Severe hydrotreating of the FCC feed offers a mix of benefits and challenges for the typical FCC operator. Benefits can include dramatically lower sulfur content in products, lower flue gas SOx (sulfur oxide) or NOx, and improved yields; however, the price for these benefits is often a dramatically lower coking tendency of the feedstock. Many units which operate with severely hydrotreated feed struggle to make enough coke to maintain heat balance within unit circulation constraints. In addition, one may see slurry yield decrease to minimum acceptable levels, increased bottoms circuit fouling due to the lower volumes, heat removal limits in the gas concentration units due to higher volumes of light and wet gases, and lower overall product olefinicities. To counteract that challenge, several operating changes are possible.

These include:

Use of Higher Activity FCC Catalyst: For units which will run severely hydrotreated feed for long periods of time, reformulation to a higher activity FCC catalyst is often the most cost-effective means of increasing the e-cat activity and bringing the unit into heat balance.

HCO (heavy cycle oil) Recycle: HCO can be recycled to the reactor to aid in additional coking and to reduce the heat requirement on the reactor side. This strategy causes an economic penalty when the unit is operating at maximum fresh feed rates, as fresh feed will need to be backed out.

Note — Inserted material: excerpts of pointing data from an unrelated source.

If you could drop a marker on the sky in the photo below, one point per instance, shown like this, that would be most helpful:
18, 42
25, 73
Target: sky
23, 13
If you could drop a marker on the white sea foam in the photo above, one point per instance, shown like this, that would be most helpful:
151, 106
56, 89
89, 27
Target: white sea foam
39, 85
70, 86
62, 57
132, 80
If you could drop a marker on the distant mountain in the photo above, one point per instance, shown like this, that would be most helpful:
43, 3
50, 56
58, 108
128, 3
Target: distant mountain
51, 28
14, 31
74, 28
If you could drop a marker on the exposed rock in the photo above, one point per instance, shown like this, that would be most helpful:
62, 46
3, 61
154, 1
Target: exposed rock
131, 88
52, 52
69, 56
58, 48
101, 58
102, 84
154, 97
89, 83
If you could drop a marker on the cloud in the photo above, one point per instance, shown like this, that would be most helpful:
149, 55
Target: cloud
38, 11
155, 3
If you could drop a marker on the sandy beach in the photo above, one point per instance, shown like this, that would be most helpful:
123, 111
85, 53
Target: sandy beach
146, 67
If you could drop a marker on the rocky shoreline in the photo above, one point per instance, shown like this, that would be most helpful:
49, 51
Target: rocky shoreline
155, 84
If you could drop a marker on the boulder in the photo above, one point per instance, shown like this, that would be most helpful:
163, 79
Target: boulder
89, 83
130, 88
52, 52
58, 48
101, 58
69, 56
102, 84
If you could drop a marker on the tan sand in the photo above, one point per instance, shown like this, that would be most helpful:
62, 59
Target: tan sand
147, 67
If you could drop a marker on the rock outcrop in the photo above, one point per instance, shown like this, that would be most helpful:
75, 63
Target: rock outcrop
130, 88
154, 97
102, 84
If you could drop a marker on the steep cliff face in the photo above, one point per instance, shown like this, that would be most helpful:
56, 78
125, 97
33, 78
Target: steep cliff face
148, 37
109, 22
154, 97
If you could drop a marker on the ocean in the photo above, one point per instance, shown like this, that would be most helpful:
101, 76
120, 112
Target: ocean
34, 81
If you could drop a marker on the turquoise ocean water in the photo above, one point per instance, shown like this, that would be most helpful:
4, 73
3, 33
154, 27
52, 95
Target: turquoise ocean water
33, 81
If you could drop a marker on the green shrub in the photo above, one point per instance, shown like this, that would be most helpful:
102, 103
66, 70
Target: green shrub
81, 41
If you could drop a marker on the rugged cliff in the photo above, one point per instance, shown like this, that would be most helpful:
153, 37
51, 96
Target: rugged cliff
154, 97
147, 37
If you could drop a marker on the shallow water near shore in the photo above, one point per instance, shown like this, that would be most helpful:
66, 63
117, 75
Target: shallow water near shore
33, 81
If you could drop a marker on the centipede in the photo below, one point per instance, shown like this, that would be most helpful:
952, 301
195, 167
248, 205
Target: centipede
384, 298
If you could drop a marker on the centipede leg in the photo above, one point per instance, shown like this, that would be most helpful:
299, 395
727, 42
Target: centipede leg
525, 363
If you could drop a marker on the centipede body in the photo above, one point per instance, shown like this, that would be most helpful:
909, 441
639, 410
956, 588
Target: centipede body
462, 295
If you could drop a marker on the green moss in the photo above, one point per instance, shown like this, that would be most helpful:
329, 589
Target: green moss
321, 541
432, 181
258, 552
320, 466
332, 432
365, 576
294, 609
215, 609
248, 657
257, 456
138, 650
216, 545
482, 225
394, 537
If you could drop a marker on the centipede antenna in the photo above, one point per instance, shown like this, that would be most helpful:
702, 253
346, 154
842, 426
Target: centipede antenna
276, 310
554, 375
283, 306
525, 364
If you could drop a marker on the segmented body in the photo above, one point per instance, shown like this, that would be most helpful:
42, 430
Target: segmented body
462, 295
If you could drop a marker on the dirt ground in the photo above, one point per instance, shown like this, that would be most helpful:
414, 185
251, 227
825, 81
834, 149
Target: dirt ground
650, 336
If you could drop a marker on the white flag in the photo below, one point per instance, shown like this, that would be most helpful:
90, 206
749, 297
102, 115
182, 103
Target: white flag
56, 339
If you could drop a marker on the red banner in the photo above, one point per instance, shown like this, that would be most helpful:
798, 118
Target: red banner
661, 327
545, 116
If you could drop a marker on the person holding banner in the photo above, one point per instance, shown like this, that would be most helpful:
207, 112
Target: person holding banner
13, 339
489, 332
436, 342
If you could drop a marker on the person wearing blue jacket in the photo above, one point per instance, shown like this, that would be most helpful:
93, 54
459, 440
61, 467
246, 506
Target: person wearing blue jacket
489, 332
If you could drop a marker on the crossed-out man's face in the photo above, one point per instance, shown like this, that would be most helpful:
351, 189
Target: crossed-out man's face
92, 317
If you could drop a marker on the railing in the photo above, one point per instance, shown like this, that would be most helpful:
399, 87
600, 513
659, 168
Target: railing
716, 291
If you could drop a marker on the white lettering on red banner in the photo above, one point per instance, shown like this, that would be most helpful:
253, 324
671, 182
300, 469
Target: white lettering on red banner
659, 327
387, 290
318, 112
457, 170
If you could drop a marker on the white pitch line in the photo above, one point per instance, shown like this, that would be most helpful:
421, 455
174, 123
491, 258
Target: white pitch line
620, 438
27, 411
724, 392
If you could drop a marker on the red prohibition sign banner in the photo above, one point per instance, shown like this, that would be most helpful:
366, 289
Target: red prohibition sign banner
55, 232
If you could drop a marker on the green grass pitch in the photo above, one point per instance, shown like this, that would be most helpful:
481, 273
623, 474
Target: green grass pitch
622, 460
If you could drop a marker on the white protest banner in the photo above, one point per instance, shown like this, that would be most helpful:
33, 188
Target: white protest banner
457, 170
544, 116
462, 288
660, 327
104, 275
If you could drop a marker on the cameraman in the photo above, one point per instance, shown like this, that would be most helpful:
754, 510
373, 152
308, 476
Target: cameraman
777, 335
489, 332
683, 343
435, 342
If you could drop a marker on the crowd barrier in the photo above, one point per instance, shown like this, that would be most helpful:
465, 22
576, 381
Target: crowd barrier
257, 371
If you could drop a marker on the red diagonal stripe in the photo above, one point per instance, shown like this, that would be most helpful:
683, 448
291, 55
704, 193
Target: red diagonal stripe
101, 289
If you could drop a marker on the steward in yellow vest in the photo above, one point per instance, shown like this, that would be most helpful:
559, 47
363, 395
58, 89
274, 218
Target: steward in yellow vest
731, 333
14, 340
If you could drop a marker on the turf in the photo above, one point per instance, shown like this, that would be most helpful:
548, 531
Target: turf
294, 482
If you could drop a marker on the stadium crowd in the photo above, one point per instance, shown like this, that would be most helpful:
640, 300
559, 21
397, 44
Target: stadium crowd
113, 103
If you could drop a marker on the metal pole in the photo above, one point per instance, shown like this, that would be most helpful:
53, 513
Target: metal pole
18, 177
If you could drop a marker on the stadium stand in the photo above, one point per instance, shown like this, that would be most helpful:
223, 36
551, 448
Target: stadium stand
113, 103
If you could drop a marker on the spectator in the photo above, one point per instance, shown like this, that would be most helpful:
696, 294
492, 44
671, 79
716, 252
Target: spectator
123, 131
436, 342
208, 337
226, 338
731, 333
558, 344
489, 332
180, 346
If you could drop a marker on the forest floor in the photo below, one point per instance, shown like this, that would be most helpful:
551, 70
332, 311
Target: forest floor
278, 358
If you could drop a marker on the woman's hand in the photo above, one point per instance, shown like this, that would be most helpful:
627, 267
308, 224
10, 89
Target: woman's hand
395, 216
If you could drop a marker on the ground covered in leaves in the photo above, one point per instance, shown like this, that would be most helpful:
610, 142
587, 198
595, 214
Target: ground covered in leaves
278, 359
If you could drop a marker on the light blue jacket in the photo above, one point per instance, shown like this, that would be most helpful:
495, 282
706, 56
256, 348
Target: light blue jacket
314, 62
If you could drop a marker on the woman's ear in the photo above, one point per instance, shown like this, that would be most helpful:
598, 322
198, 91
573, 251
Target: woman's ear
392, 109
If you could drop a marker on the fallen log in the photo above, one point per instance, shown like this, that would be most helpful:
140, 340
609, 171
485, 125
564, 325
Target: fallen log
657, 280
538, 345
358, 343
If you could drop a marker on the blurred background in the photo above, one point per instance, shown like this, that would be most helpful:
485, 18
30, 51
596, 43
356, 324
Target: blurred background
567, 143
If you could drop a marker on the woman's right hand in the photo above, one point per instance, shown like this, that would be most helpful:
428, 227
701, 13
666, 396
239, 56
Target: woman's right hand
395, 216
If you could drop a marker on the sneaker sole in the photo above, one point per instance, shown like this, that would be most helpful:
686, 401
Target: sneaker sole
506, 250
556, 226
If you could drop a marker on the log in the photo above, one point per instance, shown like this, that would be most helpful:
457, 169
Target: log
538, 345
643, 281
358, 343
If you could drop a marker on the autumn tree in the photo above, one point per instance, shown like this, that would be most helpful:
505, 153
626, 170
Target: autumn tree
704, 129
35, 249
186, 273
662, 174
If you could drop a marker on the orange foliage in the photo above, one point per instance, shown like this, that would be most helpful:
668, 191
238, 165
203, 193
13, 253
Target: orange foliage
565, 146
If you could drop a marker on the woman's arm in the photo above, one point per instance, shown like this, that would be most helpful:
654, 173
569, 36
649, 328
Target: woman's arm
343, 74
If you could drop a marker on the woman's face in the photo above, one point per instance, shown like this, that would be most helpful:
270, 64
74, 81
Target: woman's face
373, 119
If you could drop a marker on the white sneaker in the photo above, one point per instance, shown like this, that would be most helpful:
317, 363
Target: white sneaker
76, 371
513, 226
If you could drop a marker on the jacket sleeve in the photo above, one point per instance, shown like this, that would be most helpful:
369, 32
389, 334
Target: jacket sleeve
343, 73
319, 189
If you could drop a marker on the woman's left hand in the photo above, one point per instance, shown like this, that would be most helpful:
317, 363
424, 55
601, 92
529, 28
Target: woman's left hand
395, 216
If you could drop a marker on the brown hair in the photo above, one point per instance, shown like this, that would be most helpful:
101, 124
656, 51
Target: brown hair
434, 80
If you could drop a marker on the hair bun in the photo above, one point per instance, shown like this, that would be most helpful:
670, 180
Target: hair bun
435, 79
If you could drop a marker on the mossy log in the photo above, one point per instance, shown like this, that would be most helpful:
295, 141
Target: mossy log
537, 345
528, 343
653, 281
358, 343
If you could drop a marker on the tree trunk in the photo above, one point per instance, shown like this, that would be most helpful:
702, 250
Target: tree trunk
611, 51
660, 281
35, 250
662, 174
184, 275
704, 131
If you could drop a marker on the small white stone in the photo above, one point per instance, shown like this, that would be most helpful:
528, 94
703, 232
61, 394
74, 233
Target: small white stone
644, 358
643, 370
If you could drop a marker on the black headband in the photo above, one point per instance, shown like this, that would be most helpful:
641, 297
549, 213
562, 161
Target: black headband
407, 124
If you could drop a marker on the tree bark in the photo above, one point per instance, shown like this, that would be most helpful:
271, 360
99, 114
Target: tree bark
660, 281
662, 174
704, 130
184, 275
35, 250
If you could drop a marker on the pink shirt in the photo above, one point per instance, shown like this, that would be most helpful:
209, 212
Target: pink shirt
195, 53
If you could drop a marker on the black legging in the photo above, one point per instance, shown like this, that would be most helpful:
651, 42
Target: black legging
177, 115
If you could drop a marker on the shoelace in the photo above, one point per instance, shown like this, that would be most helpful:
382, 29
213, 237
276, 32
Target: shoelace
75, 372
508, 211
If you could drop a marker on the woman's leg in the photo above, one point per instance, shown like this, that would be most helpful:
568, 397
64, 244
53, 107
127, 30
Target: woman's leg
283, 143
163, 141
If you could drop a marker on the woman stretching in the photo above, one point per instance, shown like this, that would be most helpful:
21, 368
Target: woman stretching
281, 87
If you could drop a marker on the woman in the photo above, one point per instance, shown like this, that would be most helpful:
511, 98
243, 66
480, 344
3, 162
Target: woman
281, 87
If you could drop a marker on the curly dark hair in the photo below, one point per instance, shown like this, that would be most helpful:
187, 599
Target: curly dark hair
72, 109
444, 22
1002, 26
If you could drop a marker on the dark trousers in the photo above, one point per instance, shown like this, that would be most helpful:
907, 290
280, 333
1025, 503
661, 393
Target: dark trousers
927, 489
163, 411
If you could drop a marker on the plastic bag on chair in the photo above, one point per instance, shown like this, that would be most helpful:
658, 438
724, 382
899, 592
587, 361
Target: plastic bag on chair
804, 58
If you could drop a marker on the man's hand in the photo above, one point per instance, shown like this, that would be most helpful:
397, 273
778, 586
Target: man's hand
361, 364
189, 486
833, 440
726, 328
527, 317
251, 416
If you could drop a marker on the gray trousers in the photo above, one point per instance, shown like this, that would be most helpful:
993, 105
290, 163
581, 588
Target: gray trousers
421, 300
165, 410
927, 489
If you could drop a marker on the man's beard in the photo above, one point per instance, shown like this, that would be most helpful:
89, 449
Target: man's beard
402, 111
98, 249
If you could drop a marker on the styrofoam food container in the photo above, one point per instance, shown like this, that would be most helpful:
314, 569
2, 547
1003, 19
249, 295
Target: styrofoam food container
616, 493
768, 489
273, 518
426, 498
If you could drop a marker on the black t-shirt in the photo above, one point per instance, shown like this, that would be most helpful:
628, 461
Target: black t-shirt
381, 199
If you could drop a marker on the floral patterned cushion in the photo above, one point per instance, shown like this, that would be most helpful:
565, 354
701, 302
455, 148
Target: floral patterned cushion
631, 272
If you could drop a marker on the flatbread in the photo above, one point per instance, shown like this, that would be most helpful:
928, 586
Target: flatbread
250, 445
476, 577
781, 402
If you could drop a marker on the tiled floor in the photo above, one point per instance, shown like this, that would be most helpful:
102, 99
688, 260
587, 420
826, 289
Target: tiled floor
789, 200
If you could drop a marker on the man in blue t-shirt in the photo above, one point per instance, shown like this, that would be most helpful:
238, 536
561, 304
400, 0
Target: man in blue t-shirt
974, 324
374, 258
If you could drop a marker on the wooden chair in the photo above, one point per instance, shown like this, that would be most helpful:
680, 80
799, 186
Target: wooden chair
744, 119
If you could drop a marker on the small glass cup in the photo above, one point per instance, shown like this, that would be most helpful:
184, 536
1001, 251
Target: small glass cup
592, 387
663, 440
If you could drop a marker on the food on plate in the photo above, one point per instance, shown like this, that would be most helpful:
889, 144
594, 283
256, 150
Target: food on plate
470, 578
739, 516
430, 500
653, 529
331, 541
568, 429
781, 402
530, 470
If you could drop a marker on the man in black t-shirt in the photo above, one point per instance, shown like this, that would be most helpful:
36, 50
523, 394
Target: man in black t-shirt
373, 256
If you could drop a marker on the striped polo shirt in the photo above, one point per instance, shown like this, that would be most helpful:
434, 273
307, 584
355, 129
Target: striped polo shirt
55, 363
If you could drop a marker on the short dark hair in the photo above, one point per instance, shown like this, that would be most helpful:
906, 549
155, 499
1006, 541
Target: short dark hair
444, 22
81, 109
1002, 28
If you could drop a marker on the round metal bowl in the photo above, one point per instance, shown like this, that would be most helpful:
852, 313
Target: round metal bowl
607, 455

Use of Regenerator Torch Oil: Torch oil is often used in the regenerator to add additional heat. However, the severe hydrothermal environment, coupled with the high velocities near the injection point(s) creates a very challenging environment for FCC catalyst particle integrity. In addition, many refineries use LCO material as torch oil, which is a substantial hidden cost.

Use of Fired Air Heater: Some units will activate the fired air heater to reduce the heat requirement in the regenerator. In some cases, this air heater does not offer a great deal of flexibility in its duty, so its use can “swing” the unit from very low regenerator temperatures to much higher regenerator temperatures.

Reduction in Stripping Steam: Some refiners elect to reduce stripping steam, sending some unstripped hydrocarbon with the catalyst into the regenerator. While this is a viable source of heat on the regenerator side, it results in a net loss of total liquid volume, and unit profitability can suffer. Additionally, the hydrogen-rich unstripped hydrocarbons burn rapidly creating local hot spots which can deactivate the catalyst.

Higher FCC Catalyst Addition Rates: For units that process severely hydrotreated feeds intermittently, catalyst reformulation may not be practical. However, a short-term increase to the FCC catalyst addition rate can increase the equilibrium activity and bring regenerator temperatures up, which will allow the unit to maintain heat balance.

Each of these methods should be evaluated for both its feasibility in a given refinery and for its economic impact to the plant. It is often the case that higher catalyst addition rates, or a high activity catalyst reformulation, are the most economically favorable option.

 

MARK ANDERSON (ThioSolv, LLC)

One change to expect is that the production of ammonia to the sour water will increase substantially. Each ton of ammonia in the sour water increases the load on the Claus by four times it weights in H2S. Claus capacity is not measured by the rate of sulfur captured; the equipment is sized for the gas flow, not the sulfur rate, and H2S in sour water produces as much tail gas flow as about three times as much H2S alone. To deal with the added load on SRU, consider diverting the sour water stripper gas to a SWAATS (sour water ammonia to ammonium thiosulfate) process to convert it to ammonium thiosulfate fertilizer, freeing up Claus capacity for the incremental H2S produced from the VGO hydrotreate.